Turn Your Weeds into Nutrient-Rich Fertilizer

Joanne Brown
Frederick County Master Gardener

It’s spring, and gardeners everywhere are spending hours pulling up all sorts of unwanted plants — also known as weeds. But what is a gardener to do with all of the pulled-up weeds?

Turn them into nutrient-rich fertilizer!

Liquid fertilizer—also known as weed tea, but don’t drink it!—is easy to make and will give your garden a boost of nutrients, including nitrogen, phosphorus, potassium, magnesium, boron, copper, manganese, sulfur, iron and silicon. You can safely use weed tea on both flower beds and vegetable gardens, either by pouring it on the soil at the base of the plants, or by spraying it on the leaves.

So-called weeds, especially those with very deep roots such as dandelions, have mined valuable minerals and other vital nutrients from the soil and store the nutrients in their roots and leaves. When you pull up these weeds and simply throw them out (not wanting to add them to a compost pile because the weed seeds are still viable), you toss out the minerals and nutrients as well. Turning the weeds into liquid fertilizer returns the nutrients to the soil. It is recycling at its best.

All weeds are candidates for liquid fertilizer, but we caution against using poison ivy, poison oak, or poison sumac.

Making Weed Tea

Turning weeds into liquid fertilizer is rather easy.

  1. Get a large bucket or other container with a lid.
     

  2. Put the pulled-up weeds (including both roots and leaves) in the bucket.
     

  3. Add water. Put about 8 cups of water in the bucket for every pound of weeds.
     

  4. Cover the bucket with a tight-fitting lid.
     

  5. Leave the bucket for 2 to 4 weeks.
     

  6. Stir it every week or so. But be forewarned — it isn’t going to smell very good—the fermentation process can be smelly, for sure. Try to think of it as having an earthy, agricultural aroma! And try not to get any of this concentrated concoction on your hands or clothes. It will stain.
     

  7. Strain it using cheesecloth (or even pantyhose!). The liquid is what you will want to use on your garden; the solid mass of fermented weeds may still contain some viable weed seeds, so you will want to discard it. After you have strained the liquid, it is done.
     

  8. Dilute it before using, at the rate of 1 part weed tea to 10 parts water. Then pour it on the soil at the base of your plants. To use it as a fertilizing foliar spray, dilute it until the color of the liquid is like a weak tea. You can also pour it on the base of your vegetable plants, but don’t spray it on the vegetables that are ready to be harvested.

Perhaps a better way to make it—a method that requires no straining—is to put the weeds in a permeable sack (tied at the neck), and put the sack in a large bucket of water (enough water to cover the sack of weeds). Let it sit for 2 to 4 weeks, adding water if necessary. You can also add additional sacks of weeds, making this method a recipe for ongoing weed tea production.
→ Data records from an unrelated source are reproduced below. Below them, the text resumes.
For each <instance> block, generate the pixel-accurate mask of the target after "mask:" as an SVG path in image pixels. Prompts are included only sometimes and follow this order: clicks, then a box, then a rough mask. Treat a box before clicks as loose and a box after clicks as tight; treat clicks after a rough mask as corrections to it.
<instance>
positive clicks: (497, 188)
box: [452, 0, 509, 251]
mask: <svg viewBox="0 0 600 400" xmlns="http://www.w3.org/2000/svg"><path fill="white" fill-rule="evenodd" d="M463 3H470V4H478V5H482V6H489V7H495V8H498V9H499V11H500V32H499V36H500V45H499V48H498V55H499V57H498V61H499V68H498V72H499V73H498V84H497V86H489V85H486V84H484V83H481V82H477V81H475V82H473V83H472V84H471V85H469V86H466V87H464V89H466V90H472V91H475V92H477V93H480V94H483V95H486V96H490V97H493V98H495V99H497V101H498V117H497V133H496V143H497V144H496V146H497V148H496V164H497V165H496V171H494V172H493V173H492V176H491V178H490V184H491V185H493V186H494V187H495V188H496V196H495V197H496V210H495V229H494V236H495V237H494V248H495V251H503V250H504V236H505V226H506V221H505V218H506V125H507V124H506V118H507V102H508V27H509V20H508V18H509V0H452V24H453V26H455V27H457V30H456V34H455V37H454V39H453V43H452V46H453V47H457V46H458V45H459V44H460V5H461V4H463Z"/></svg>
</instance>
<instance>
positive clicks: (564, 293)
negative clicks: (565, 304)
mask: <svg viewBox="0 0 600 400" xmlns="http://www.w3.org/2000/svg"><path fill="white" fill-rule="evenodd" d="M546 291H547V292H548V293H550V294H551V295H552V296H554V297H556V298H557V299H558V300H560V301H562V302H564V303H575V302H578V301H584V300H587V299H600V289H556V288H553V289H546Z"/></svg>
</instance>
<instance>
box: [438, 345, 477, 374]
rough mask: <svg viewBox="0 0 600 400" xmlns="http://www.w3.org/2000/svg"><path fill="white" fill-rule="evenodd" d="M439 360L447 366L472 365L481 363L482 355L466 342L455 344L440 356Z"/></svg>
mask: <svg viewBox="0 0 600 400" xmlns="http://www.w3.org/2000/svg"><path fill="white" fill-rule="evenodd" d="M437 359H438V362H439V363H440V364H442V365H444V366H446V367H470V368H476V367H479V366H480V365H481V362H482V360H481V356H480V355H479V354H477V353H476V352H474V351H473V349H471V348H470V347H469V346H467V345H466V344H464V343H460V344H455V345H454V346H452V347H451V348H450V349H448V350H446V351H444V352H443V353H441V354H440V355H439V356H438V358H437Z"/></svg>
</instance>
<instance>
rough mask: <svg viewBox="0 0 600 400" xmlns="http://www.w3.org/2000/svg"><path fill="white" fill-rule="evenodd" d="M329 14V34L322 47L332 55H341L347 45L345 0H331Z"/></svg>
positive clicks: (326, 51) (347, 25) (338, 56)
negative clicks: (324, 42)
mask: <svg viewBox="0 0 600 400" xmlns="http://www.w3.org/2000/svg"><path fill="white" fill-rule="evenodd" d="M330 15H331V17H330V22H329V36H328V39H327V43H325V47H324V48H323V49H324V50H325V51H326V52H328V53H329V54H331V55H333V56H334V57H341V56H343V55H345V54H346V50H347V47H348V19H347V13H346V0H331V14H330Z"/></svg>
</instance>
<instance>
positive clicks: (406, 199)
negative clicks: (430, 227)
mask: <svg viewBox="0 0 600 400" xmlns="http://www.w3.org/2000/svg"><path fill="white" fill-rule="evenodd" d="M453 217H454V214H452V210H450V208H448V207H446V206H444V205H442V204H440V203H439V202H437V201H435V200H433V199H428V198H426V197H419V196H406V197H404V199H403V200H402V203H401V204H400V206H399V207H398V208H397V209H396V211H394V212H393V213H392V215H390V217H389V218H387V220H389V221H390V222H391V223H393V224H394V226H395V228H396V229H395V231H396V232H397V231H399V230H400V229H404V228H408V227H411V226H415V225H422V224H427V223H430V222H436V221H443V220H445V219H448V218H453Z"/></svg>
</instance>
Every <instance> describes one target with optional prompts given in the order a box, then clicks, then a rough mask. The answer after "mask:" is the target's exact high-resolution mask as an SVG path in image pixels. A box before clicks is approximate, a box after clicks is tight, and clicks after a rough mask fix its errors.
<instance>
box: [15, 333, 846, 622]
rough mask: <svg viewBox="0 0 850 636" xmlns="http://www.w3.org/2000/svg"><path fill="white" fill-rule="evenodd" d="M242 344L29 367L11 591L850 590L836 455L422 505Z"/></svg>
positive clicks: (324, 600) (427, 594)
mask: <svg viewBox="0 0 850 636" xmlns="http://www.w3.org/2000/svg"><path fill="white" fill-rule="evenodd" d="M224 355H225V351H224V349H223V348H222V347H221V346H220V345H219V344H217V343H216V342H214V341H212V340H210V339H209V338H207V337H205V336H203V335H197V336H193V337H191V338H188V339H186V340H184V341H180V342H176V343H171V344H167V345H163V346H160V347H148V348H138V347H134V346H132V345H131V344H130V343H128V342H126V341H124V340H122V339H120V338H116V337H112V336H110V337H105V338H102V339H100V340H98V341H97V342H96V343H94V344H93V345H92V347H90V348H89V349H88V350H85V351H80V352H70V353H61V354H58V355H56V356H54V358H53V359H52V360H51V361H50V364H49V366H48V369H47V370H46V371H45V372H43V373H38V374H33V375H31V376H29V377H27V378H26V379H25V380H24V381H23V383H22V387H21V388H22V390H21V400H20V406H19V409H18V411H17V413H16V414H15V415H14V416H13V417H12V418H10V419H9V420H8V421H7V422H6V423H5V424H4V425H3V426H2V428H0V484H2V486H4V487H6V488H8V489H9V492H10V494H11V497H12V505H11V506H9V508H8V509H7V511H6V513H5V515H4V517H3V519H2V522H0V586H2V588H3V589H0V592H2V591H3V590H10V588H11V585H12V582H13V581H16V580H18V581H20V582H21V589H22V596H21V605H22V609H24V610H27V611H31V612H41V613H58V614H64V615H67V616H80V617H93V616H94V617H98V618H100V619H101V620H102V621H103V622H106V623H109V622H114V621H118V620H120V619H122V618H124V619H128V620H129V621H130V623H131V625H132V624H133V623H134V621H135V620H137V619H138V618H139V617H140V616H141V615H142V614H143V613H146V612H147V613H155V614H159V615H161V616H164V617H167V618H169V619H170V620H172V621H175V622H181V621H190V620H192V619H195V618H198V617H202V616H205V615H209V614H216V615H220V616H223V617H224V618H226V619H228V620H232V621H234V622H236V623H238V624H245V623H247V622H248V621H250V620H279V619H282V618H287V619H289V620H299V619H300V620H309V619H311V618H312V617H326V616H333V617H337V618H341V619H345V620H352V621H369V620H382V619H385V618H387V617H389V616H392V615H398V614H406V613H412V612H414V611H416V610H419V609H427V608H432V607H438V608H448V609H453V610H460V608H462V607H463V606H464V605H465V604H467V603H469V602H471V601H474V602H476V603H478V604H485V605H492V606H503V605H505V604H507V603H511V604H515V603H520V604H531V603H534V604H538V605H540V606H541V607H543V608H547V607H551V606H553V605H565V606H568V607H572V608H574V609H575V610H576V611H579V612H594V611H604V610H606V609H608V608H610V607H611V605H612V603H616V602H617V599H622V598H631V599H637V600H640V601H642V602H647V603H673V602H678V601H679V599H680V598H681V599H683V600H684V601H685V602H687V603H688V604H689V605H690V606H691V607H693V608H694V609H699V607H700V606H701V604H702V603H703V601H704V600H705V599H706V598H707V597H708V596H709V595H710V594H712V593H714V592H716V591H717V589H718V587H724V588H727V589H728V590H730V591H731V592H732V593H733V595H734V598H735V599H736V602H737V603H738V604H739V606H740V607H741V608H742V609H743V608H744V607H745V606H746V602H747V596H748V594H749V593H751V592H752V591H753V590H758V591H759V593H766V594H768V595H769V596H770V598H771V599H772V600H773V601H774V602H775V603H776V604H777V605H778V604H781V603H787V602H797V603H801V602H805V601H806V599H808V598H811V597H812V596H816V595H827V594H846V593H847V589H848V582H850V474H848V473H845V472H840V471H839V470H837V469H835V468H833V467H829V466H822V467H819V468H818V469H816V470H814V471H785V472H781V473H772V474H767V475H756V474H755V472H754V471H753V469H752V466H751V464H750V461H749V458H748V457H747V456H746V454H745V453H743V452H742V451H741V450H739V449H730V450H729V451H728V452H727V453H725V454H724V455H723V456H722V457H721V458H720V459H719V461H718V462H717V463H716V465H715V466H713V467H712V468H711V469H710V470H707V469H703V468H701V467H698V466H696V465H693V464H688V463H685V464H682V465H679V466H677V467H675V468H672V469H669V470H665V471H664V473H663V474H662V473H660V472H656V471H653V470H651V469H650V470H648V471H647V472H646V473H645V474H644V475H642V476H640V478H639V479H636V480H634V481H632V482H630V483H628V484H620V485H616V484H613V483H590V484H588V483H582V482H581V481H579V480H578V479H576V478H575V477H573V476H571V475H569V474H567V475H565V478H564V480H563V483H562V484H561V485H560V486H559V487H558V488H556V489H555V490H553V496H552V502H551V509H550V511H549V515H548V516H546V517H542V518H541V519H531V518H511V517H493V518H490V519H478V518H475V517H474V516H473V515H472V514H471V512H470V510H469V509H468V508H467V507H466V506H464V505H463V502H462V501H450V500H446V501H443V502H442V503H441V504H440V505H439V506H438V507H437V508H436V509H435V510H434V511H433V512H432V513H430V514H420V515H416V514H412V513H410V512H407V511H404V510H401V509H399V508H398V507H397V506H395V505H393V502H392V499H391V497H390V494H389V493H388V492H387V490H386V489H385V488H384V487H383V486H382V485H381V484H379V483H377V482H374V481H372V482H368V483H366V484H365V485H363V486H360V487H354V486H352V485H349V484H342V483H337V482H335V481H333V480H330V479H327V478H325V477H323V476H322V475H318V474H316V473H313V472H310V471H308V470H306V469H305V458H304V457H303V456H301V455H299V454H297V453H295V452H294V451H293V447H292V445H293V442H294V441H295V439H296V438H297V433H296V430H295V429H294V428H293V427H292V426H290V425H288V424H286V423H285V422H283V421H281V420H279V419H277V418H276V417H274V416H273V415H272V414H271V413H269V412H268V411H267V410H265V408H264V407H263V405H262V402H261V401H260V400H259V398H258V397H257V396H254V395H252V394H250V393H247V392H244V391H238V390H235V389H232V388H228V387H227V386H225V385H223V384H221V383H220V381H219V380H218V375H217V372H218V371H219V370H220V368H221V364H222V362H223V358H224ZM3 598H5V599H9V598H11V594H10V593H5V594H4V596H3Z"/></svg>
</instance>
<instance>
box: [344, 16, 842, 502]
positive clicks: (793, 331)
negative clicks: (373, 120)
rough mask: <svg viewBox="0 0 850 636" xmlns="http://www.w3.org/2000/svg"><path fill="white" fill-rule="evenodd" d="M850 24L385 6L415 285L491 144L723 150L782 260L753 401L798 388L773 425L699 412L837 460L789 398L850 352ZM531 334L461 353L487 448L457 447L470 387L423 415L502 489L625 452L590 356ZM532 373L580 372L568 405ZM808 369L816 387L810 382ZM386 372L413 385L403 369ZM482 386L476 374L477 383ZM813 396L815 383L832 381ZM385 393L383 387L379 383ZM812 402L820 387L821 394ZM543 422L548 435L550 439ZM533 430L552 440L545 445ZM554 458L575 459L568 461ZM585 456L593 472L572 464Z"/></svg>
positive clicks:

You can also add aged manure or herbs to the bucket, along with grass clippings and pruned-off plant parts. They all contain nutrients that can be recycled back into the soil through this process. It’s best to use the weed tea during the same season you produced it, the quicker the better.

People have been gardening for thousands of years, and did not always have manufactured fertilizers available for purchase. They used what they had available—including weeds— and made their own fertilizer. Making liquid fertilizer from weeds is a back-to-basics way of returning the nutrients in weeds to the soil. What could be easier?